Quando se contratualiza uma obra – mediante contrato de empreitada – espera-se, como em qualquer outro contrato, que o mesmo decorra naturalmente, sem vicissitudes para ambas as partes. Quer isto dizer que se cria uma legítima espectativa na espera patrimonial do empreiteiro, do bom e pontual pagamento do preço acordado e da perspectiva do dono de obra, que a obra sobre a qual incide o contrato de empreitada decorra sem atrasos, dentro da normalidade e que a obra, quando concluída, esteja bem executada, isto é, sem defeitos ou enfermidades que a afectem.
Todavia, tal nem sempre sucede, sendo mais comuns do que aquilo que seria desejável que, no decorrer de um contrato de empreitada, se verifique a existência de defeitos ou patologias na obra.
A obrigação principal do empreiteiro é a de realizar uma obra. Como se sabe, o devedor apenas cumpre a obrigação quando realiza, pontualmente, a prestação a que está vinculado (art. 406/1), o que significa, na expressão de Antunes Varela (Das Obrigações em Geral, II, 5.ª ed., Coimbra, 1992, p. 14 – 15), que “o cumprimento deve coincidir, ponto por ponto, em toda a linha, com a prestação a que o devedor se encontra adstrito”. Assim, não basta que o empreiteiro realize a obra; ele deve realizá-la em conformidade com o previsto no contrato e sem vícios (cf. art. 1208).
Em primeiro lugar, há que distinguir entre cumprimento defeituoso de incumprimento parcial. Escreve Cura Mariano, Responsabilidade Contratual do Empreiteiro pelos Defeitos da Obra, 2.ª ed., Coimbra: Almedina, 2005, p. 63 que “o empreiteiro apenas realiza parte da obra, não a terminando, verificando-se um vício quantitativo, enquanto, na obra com defeitos, esta, apesar de realizada, apresenta deficiências, o que se traduz num vício qualitativo.”
Os artigos 1218º e 1208º do CC ensinam que são considerados defeitos os vícios que excluam ou reduzam o valor da obra ou que reduzam a sua aptidão para o uso ordinário ou previsto no contrato.
Assim, a obrigação de boa execução nos contratos de empreitada poderá resultar de duas vias paralelas. Uma, resultante do “previsto no contrato”, conforme alude o artigo 1208º CC. Outra, quando tal não esteja previsto no contrato (ou ainda quando lhe é complementar), “para o uso ordinário”, novamente, conforme o artigo 1208º CC.
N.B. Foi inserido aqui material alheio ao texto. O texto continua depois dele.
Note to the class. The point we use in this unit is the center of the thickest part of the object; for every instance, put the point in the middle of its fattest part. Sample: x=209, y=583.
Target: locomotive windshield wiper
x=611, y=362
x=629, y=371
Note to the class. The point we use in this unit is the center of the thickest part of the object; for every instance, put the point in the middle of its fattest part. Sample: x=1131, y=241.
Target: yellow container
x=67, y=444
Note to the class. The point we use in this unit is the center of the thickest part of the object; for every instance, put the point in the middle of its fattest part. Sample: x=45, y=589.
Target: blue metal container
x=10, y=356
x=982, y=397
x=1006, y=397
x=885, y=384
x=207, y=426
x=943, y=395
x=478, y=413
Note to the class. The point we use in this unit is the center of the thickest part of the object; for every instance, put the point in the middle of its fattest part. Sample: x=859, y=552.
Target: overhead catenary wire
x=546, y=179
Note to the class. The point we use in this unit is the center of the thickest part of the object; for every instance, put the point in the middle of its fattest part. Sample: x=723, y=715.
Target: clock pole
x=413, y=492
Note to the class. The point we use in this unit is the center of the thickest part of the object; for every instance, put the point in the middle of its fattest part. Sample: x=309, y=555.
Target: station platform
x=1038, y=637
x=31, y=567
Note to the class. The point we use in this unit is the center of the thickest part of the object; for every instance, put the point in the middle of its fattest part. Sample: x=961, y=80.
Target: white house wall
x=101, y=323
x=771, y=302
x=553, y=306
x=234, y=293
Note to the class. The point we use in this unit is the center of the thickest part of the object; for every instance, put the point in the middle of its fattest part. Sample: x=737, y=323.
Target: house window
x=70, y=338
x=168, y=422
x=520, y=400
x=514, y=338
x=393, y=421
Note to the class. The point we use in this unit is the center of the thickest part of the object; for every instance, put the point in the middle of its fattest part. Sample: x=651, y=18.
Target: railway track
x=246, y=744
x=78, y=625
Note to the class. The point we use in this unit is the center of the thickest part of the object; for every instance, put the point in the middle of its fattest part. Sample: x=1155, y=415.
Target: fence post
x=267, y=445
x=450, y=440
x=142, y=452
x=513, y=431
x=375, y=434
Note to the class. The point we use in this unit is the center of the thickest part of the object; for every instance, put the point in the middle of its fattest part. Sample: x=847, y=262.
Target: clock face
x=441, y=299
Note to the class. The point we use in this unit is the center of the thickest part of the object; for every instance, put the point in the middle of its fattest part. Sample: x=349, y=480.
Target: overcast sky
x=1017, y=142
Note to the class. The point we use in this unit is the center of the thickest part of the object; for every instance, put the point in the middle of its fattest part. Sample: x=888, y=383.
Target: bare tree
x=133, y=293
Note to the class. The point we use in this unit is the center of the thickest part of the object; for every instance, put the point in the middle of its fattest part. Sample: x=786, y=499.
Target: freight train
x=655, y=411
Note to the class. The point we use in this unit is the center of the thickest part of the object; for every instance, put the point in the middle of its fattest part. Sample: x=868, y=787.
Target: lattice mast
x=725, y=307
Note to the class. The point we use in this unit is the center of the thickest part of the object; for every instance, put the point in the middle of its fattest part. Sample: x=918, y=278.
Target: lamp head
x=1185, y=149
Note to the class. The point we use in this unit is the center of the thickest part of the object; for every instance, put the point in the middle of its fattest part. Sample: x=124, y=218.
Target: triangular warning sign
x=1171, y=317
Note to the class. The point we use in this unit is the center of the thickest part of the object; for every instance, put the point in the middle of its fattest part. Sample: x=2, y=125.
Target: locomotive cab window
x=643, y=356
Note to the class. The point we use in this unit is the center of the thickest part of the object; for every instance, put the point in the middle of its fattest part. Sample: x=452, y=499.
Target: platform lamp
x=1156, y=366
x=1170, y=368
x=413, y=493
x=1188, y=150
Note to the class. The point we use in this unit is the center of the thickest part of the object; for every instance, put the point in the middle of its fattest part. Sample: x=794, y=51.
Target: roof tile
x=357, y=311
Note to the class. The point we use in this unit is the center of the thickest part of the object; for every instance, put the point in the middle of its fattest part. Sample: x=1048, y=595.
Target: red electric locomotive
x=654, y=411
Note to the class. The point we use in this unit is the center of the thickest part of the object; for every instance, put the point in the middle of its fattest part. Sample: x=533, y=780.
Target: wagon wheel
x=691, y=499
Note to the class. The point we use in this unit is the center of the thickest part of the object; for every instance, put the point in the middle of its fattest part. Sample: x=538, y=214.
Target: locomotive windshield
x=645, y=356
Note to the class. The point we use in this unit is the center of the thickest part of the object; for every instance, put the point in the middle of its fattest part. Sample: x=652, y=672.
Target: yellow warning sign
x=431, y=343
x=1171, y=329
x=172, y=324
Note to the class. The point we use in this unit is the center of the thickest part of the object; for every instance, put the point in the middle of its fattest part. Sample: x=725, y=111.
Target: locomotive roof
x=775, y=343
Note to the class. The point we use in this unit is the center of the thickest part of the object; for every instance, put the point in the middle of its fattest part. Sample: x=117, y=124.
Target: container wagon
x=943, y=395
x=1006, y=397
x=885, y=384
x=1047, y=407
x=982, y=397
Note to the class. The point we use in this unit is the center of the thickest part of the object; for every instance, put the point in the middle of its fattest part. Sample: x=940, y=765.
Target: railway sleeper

Tipicamente, quando há uma convenção expressa no contrato, ou quando isso resulte claro de comunicações ou outros elementos (o que foi convencionado, art. 1208º CC), subsistirão menos dúvidas quanto às aptidões que a obra tem de ter. Todavia, poderá não haver nada convencionado expressamente, pelo que ganha maior relevância o conceito de uso ordinário.
Pegando-se no exemplo de uma empreitada de consumo de construção de habitação unifamiliar, o normal será que essa empreitada seja executada com base num caderno de encargos que resulta de um projecto realizado por profissional idóneo e ainda que esse projecto passou no crivo da autarquia e demais entidades competentes (como sejam CCDR, APA, ou outra entidade do qual a aprovação do projecto careçam de parecer), sendo que a boa execução dessa obra terá de o ser conforme aquilo que foi convencionado nesses elementos.
Todavia, como resultará intuitivo, o empreiteiro sempre poderá alegar que edificou em cumprimento estrito do constante do projecto e do caderno de encargos, pelo que a existirem defeitos ou vícios, não padecem de culpa sua.
Nesta medida, tem enorme relevância a obrigação de boa execução da obra, devendo a mesma ter as aptidões para o uso ordinário. Quer isto dizer que não poderá o empreiteiro realizar uma obra de construção de habitação unifamiliar, conforme exemplo acima dado, que venha a padecer de problemas de humidade no seu interior, na medida em que tal execução é contrária ao uso ordinário. Ou ainda em situações onde a obra é executada sem um projecto prévio: o empreiteiro não pode executar uma obra que não venha a ser apta para os fins normais a que se destina.
Assim, se do contrato não resultar qualquer finalidade específica, valerá a função habitual da obra; se dele resultar que aquela se destina a uma especial finalidade, é esta em relação à qual terá de ser aferida a adequação da obra, não relevando a sua função típica se esta foi expressa ou implicitamente excluída da previsão contratual. Irrelevante será a inadequação da obra a uma finalidade subjectiva do dono da obra que não foi incluída, expressa ou tacitamente, na previsão contratual.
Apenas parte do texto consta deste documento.